En uno de sus videoblogs de la pasada semana, Iñaki Gabilondo, constataba o más bien lamentaba que gestos como el de la anterior ministra de Sanidad, al dimitir en respuesta a las dudas y sospechas sobre su máster expedido por la Juan Carlos I, no fueran consecuencia del propio reconocimiento del yerro, falta o delito (contrición), sino del miedo al castigo en forma de rechazo por la opinión pública (o sea, por el electorado). Tiene razón el ilustre colega. Pero tampoco hay porqué deprimirse. La ética y la estética deberían imponer sus reglas positivas por convicción, por autoestima y deseo de no empañar la propia imagen. Pero incluso en este caso la presión social en forma de reglas implícitas o explícitas suele ser el factor decisivo.

Si las personas o las instituciones o cualesquiera agrupaciones sociales se abstienen de hacer lo que está mal porque temen las consecuencias, alabados sean los dioses. Es lo que hay. La mismísima Iglesia Romana, si ha reconocido a regañadientes todo el horror de los abusos a sus niños, ha sido cuando tales abusos fueron denunciados, aparecieron en los medios y provocaron algunas sentencias condenatorias en unos cuantos países. Si no, de qué.

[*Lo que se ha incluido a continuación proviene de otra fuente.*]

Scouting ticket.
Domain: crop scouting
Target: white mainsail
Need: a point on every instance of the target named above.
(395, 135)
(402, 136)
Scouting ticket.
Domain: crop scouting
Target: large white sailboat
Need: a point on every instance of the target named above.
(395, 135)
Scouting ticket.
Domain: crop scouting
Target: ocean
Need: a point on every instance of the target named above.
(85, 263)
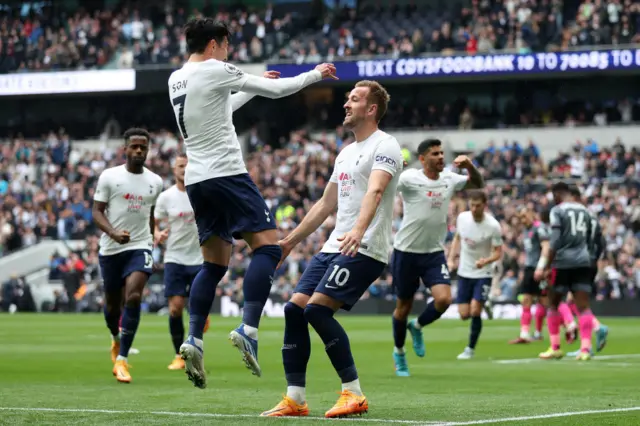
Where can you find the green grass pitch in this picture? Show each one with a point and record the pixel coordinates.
(56, 370)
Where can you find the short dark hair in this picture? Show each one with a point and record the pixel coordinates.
(378, 95)
(136, 131)
(199, 32)
(575, 191)
(425, 146)
(560, 187)
(545, 215)
(478, 194)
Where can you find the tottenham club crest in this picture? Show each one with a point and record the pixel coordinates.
(232, 69)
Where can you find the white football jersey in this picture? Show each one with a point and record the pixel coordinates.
(129, 199)
(183, 246)
(354, 165)
(477, 241)
(425, 205)
(200, 93)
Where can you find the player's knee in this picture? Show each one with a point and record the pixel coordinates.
(316, 314)
(272, 250)
(401, 312)
(442, 302)
(293, 312)
(134, 299)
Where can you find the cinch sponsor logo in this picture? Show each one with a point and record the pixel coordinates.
(385, 159)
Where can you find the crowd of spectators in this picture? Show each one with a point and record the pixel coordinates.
(47, 186)
(45, 36)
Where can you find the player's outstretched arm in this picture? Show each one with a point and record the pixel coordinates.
(239, 99)
(274, 89)
(476, 181)
(317, 215)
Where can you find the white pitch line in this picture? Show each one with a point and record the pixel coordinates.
(211, 415)
(595, 358)
(543, 416)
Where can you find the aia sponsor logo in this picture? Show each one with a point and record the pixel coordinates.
(135, 202)
(187, 217)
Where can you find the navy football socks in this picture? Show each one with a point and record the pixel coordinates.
(258, 281)
(336, 342)
(176, 328)
(476, 328)
(130, 321)
(399, 332)
(296, 349)
(112, 318)
(203, 292)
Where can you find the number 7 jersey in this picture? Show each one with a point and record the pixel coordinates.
(200, 94)
(570, 230)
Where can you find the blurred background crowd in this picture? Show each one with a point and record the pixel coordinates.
(47, 182)
(84, 35)
(47, 190)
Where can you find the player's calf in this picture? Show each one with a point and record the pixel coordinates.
(176, 330)
(338, 348)
(296, 351)
(525, 320)
(257, 286)
(475, 329)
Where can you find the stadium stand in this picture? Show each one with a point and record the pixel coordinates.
(47, 186)
(54, 37)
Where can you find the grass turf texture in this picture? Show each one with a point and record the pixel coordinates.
(55, 369)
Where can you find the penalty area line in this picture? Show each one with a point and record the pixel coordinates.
(543, 416)
(211, 415)
(596, 358)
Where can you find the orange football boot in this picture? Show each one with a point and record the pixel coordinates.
(287, 408)
(177, 363)
(115, 350)
(349, 404)
(121, 371)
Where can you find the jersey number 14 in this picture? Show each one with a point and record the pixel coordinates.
(178, 109)
(578, 225)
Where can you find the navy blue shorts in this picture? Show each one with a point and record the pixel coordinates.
(340, 277)
(117, 267)
(473, 288)
(408, 268)
(178, 278)
(229, 206)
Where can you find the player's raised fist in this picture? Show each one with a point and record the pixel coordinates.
(273, 75)
(327, 70)
(462, 162)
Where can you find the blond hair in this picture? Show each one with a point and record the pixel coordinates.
(378, 95)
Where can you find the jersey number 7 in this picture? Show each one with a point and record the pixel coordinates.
(179, 102)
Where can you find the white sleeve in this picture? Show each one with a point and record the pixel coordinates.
(103, 189)
(388, 157)
(496, 238)
(280, 88)
(239, 99)
(160, 211)
(459, 181)
(402, 180)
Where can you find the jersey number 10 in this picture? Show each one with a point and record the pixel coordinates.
(578, 225)
(179, 102)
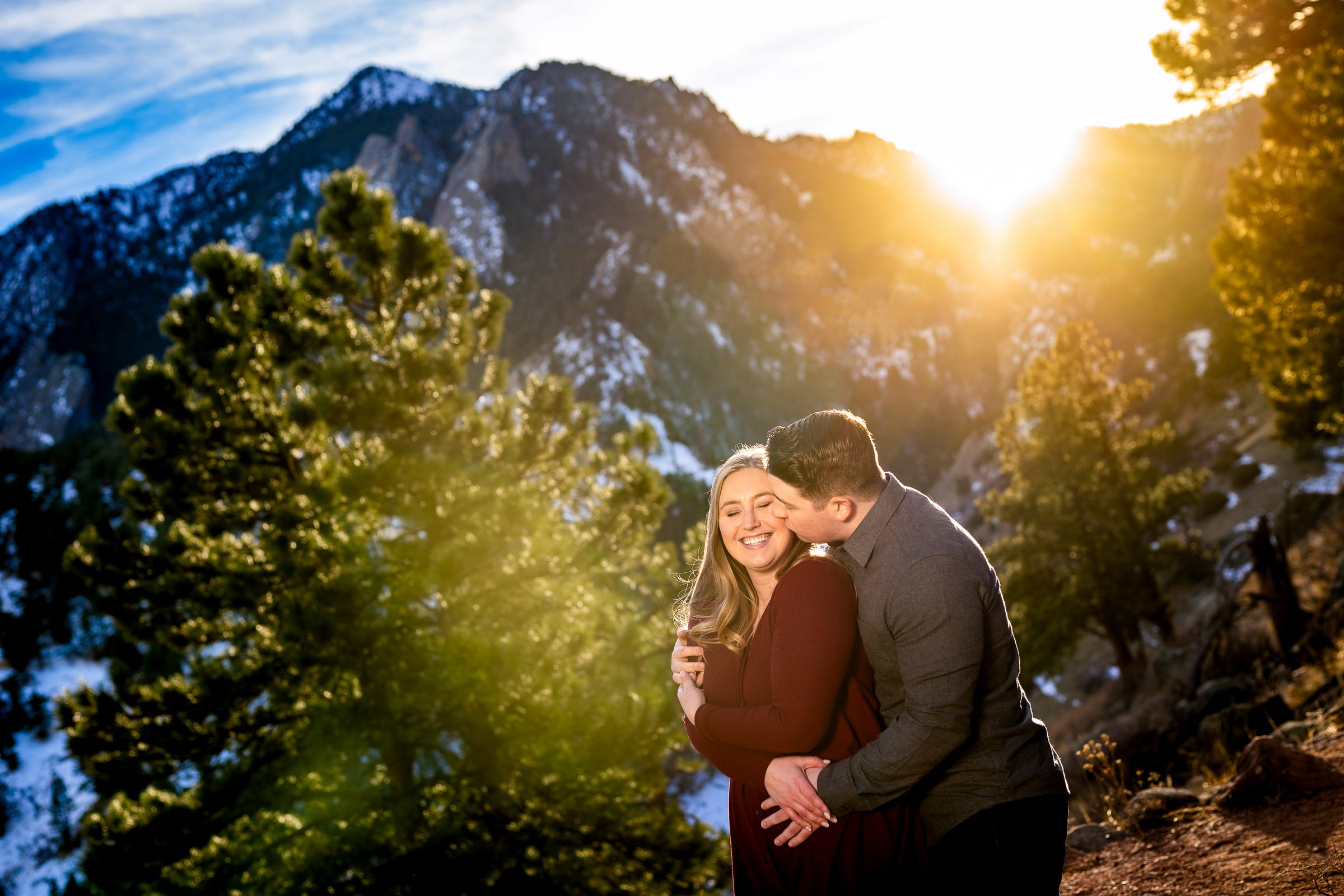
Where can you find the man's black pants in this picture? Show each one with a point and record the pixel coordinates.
(1011, 848)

En España, donde la moral católica ha hecho estragos, el problema no radica, según venimos viendo, en que las dimisiones que poco a poco se hacen inevitables como consecuencia de los escándalos, sean producto de la atrición... sino en que no lleguen a producirse. A ello se han encaminado los lamentos por la pena de telediario, las mentiras de los cogidos en falta y la constante aspiración a la impunidad que suelen tener las élites, sobre todo las de siempre, las que se ven a sí mismas por encima del bien y del mal.

Aquí no se trata de endurecer las leyes (ya de por sí severas), sino de generalizar su cumplimiento; no es cuestión tanto de tribunales como de ciudadanía; no se trata de suponer que quienes poseen poder son honrados, sino de exigírselo aunque sean de los nuestros. Es cuestión de decencia colectiva. Aunque sea por medrosa atrición.